Curacao’s Jetair Caribbean Passengers Stranded After Entire Fleet Grounded

Curacao’s Jetair Caribbean is facing mounting pressure after its sole operational aircraft was forced into maintenance, leaving customers stranded across the Caribbean and South America.

Jetair Caribbean started operations out of Curacao in 2019, flying to a number of Caribbean countries including Aruba, Bonaire, Jamaica and Sint Maarten, and as well as serving two South American countries, that being Colombia and Suriname.

The airline operates two Fokker 70 jets, each of which seats 80 passengers. However with both aircraft being more than 27 years old, maintenance issues have started to put a toll on the airline.

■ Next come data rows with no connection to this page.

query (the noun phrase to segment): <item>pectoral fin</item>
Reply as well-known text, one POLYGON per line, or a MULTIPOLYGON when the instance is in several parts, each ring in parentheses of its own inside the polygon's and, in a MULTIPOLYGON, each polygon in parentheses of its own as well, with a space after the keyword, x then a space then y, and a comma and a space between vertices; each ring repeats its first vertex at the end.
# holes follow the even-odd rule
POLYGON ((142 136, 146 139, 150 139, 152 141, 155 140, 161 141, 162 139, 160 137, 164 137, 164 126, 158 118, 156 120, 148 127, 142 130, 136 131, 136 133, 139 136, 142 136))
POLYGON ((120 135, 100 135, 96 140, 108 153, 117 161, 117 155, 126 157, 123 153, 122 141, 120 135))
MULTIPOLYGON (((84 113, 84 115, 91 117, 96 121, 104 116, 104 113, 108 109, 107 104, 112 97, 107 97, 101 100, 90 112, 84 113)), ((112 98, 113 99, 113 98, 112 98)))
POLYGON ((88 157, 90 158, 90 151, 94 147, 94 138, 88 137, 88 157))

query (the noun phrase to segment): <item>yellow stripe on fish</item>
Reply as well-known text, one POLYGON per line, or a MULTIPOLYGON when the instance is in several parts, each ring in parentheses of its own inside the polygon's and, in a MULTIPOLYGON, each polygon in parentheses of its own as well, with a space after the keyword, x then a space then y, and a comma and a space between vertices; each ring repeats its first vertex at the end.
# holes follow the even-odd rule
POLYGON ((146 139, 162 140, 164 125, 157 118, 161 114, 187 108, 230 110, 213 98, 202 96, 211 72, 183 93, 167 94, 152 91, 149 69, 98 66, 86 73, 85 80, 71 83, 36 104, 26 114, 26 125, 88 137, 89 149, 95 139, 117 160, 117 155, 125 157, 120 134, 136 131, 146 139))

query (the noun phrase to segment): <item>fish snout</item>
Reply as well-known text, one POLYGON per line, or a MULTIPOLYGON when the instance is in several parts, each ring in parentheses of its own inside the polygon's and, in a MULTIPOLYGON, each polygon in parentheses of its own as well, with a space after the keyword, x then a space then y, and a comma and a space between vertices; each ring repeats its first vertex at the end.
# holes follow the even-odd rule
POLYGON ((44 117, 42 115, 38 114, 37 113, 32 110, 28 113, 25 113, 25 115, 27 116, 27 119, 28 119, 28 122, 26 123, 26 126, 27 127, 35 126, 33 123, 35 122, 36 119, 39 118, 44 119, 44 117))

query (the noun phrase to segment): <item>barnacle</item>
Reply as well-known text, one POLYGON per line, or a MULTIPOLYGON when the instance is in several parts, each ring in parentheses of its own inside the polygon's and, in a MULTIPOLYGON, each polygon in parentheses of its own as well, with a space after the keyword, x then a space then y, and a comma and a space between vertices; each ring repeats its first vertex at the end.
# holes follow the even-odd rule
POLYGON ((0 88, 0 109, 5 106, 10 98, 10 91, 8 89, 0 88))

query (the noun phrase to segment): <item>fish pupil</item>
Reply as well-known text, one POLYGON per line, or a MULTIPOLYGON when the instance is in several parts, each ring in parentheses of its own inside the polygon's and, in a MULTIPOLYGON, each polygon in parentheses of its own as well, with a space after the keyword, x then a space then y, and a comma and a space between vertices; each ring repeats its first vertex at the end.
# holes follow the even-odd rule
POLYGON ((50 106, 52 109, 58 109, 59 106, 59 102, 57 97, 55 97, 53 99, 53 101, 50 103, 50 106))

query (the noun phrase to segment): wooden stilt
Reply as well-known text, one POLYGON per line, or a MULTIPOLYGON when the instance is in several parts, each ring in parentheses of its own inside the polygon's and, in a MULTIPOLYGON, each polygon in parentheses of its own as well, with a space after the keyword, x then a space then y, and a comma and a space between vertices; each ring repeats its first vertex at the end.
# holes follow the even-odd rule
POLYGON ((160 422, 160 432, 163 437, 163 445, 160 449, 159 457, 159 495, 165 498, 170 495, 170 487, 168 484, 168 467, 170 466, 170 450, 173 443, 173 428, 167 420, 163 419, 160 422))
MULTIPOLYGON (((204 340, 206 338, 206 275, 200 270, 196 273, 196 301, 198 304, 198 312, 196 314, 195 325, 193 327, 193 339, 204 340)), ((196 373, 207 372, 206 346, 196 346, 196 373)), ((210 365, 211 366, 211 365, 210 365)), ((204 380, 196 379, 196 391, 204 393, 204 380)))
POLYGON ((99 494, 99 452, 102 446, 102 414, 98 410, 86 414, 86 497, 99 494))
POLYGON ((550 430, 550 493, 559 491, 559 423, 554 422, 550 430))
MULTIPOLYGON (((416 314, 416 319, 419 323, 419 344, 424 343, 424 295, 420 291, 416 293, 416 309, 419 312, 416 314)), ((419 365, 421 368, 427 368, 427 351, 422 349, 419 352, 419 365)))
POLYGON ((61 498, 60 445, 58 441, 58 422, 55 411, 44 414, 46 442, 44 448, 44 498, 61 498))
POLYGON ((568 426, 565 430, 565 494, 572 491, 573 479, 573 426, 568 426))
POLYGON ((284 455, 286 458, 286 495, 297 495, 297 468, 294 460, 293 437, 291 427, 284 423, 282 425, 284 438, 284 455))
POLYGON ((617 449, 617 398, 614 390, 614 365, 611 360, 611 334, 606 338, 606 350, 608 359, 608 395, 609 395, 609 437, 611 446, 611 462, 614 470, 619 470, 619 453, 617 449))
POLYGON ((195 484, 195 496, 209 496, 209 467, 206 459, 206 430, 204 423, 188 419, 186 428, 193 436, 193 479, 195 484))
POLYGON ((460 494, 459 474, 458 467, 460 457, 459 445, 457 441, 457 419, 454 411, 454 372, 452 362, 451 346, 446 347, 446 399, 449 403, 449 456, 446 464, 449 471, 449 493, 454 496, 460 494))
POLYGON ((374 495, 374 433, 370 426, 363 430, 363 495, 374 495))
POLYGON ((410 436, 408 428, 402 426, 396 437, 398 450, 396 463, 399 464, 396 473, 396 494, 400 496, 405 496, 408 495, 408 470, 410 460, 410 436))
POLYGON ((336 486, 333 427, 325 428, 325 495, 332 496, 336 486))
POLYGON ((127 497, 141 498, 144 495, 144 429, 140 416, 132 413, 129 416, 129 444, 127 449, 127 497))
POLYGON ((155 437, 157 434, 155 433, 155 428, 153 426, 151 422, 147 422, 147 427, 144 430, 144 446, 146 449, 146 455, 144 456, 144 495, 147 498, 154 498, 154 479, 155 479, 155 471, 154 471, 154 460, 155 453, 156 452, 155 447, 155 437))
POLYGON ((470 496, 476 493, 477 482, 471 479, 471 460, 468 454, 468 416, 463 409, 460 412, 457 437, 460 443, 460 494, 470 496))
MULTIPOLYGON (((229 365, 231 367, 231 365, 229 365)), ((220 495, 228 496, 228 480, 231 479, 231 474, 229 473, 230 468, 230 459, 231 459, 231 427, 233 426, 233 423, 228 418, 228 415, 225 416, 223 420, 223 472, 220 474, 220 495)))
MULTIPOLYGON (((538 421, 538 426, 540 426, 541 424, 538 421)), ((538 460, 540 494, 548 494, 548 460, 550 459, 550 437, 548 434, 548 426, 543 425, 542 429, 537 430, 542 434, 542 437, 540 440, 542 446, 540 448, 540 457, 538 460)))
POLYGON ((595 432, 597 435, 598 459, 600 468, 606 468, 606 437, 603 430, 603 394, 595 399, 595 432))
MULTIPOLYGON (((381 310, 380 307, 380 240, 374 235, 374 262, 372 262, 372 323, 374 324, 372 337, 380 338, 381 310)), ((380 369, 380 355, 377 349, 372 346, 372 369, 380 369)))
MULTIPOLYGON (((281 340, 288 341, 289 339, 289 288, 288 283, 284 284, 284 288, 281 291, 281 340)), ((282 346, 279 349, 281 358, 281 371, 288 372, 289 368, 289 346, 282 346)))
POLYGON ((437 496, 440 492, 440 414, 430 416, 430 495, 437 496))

PJ-JAC has since been retired, operating its last flight on August 27, 2023. Since then, the airline has relied solely on PJ-JAB to fulfill its operations. Unfortunately an engine issue forced the aircraft out of service, with the last commercial flight taking place on May 17, 2024.

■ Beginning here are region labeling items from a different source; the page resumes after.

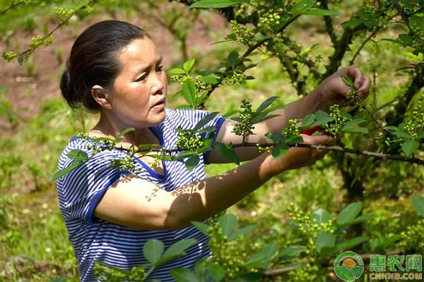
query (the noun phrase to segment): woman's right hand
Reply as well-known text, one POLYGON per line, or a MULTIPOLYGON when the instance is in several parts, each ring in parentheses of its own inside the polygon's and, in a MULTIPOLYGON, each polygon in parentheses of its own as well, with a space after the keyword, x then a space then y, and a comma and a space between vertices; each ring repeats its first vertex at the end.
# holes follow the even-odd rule
MULTIPOLYGON (((334 140, 328 135, 310 136, 301 134, 303 143, 310 145, 326 145, 334 140)), ((307 148, 291 147, 288 152, 278 159, 274 159, 271 155, 268 157, 272 174, 278 175, 283 171, 311 166, 319 159, 324 158, 329 151, 307 148)))

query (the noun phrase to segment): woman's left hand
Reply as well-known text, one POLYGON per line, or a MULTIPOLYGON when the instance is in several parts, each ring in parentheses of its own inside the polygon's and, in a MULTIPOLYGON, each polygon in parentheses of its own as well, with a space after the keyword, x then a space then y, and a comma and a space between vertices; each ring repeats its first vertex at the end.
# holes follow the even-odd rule
POLYGON ((341 76, 346 75, 353 82, 355 89, 358 90, 358 97, 364 99, 368 95, 371 80, 356 67, 341 68, 326 78, 319 86, 319 90, 324 102, 329 106, 334 104, 345 104, 353 106, 354 102, 348 102, 346 95, 351 87, 342 81, 341 76))

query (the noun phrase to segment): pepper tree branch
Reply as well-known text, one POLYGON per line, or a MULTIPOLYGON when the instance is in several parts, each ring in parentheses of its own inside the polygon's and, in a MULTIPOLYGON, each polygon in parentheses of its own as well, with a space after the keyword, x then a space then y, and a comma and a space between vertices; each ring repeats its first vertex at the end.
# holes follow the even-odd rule
MULTIPOLYGON (((244 144, 228 144, 228 145, 232 147, 257 147, 259 143, 247 143, 244 144)), ((261 143, 261 146, 262 147, 273 147, 278 143, 261 143)), ((420 165, 424 165, 424 159, 415 158, 415 157, 406 157, 400 155, 394 155, 394 154, 380 154, 376 153, 374 152, 369 151, 361 151, 357 149, 351 149, 342 147, 340 146, 324 146, 324 145, 314 145, 310 144, 304 144, 304 143, 295 143, 291 145, 288 145, 290 147, 299 147, 299 148, 308 148, 312 149, 322 149, 326 151, 336 151, 340 152, 342 153, 348 153, 356 155, 363 155, 367 157, 374 157, 377 159, 391 159, 394 161, 405 161, 410 164, 417 164, 420 165)), ((127 152, 131 152, 129 149, 123 148, 123 147, 117 147, 118 149, 123 149, 127 152)), ((184 151, 184 149, 141 149, 136 150, 136 153, 139 153, 142 152, 158 152, 162 153, 172 153, 172 152, 179 152, 184 151)))
MULTIPOLYGON (((94 4, 95 2, 98 1, 99 0, 91 0, 90 1, 88 4, 81 6, 81 7, 79 7, 77 10, 75 10, 73 11, 73 13, 72 13, 69 16, 68 16, 66 18, 65 18, 64 20, 62 20, 61 22, 60 22, 59 23, 59 25, 57 25, 57 26, 56 26, 56 27, 54 27, 52 31, 50 31, 49 32, 48 35, 47 35, 46 36, 45 36, 44 37, 42 37, 41 39, 41 40, 45 40, 47 38, 48 38, 50 35, 52 35, 56 30, 57 30, 58 29, 59 29, 61 27, 62 27, 63 25, 65 25, 68 21, 69 20, 69 19, 71 18, 72 18, 72 16, 73 16, 74 15, 76 15, 78 13, 79 13, 80 11, 81 11, 82 10, 85 9, 86 8, 94 4)), ((21 53, 20 53, 18 55, 18 58, 21 57, 24 55, 28 56, 30 55, 33 51, 34 51, 34 49, 32 48, 28 48, 28 49, 22 51, 21 53)))

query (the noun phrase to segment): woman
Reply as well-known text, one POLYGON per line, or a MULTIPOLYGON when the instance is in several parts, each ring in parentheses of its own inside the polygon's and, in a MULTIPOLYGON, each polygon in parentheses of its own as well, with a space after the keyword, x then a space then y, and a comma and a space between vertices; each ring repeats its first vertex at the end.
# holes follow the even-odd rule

The airline put out a press release stating that all flights from May 19 through 24 will be cancelled as a result of technical issues with its aircraft.

Cannibalization kinda

Credit: Notisia ING/Facebook

With PJ-JAC in storage, the airline had decided to borrow one of the engines from that aircraft to replace the non-functioning unit on PJ-JAB. However the airline estimated that the process could take a few days, and opted to cancel flights until May 24th.

It is reported that some stranded travelers are being provided accommodation at hotels, with breakfast, lunch and dinner also being covered.

Newer aircraft needed

Operating older aircraft can be a good starting point for new airlines as they require way less startup investment versus buying or leasing newer airplanes, but it also comes at the risk of running into more maintenance issues. Just ask failed carriers Insel Air and Barbados’ REDjet.

In September 2023, Jetair announced that it was in the process of selecting a new aircraft type to replace its aging Fokkers. It was later reported by ch-aviation, that the airline was interested in acquiring ATR 42s. There haven’t been any major updates since.

Based on Jetair’s operational needs, they would require at least three or four in their fleet given that the ATR 42 can only accommodate 48 passengers versus 80 on the F70.

Currently only a handful of operators still fly the F70s. At the time of publication, Australia’s Alliance Airlines was the largest with 11 in its fleet. Curacao’s regional neighbor Fly All Ways has three in its fleet, even though one has been in storage since March 2020.